# taz.de -- Die Wahrheit: Der homosexuelle Mann ...
       
       > ... wird künftig mit Fragen konfrontiert, die noch vor zwanzig Jahren
       > völlig utopisch waren, denn es geht um seine adoptierten Kinder.
       
 (IMG) Bild: Homo-Ehe? Finde ich voll schwul!
       
       … wird künftig mit Fragen konfrontiert, die noch vor zwanzig Jahren völlig
       utopisch waren: Wer von beiden geht in Elternzeit, wenn Kinder da sind?

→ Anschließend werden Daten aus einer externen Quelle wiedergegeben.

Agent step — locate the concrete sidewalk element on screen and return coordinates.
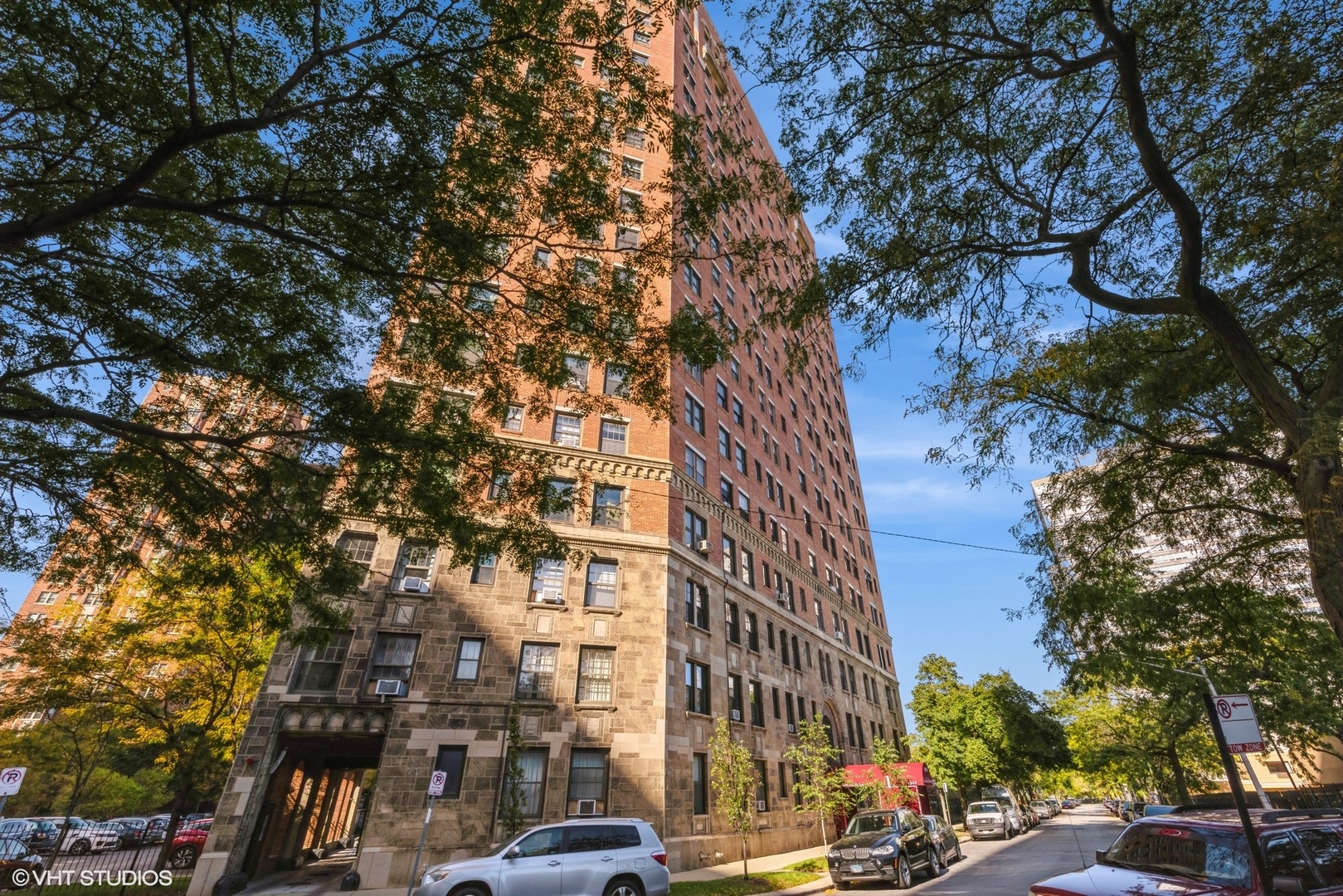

Wer
       steckt in seiner beruflichen Karriere zurück, um sich mehr um die Kinder zu
       kümmern? Und wie schützt man die Kinder davor, dass sie – kaum sind sie aus
       dem Gröbsten raus – inquisitorisch danach befragt werden, ob sie schwul
       geworden sind, ganz ohne Frau im Haus?
       
       Hätte ich die Wahl, wünschte ich mir einen Sohn, einen schwulen Sohn. In
       meiner Erziehung würde ich alle Aufmerksamkeit und Fürsorge darauf
       ausrichten, dass aus ihm einmal ein stolzer schwuler Mann wird. Sein
       Kinderzimmer wäre voll von Zinnsoldaten und Barbiepuppen, und seine
       Bettwäsche strahlte eine Woche in Bonbonrosa und die nächste in Azurblau.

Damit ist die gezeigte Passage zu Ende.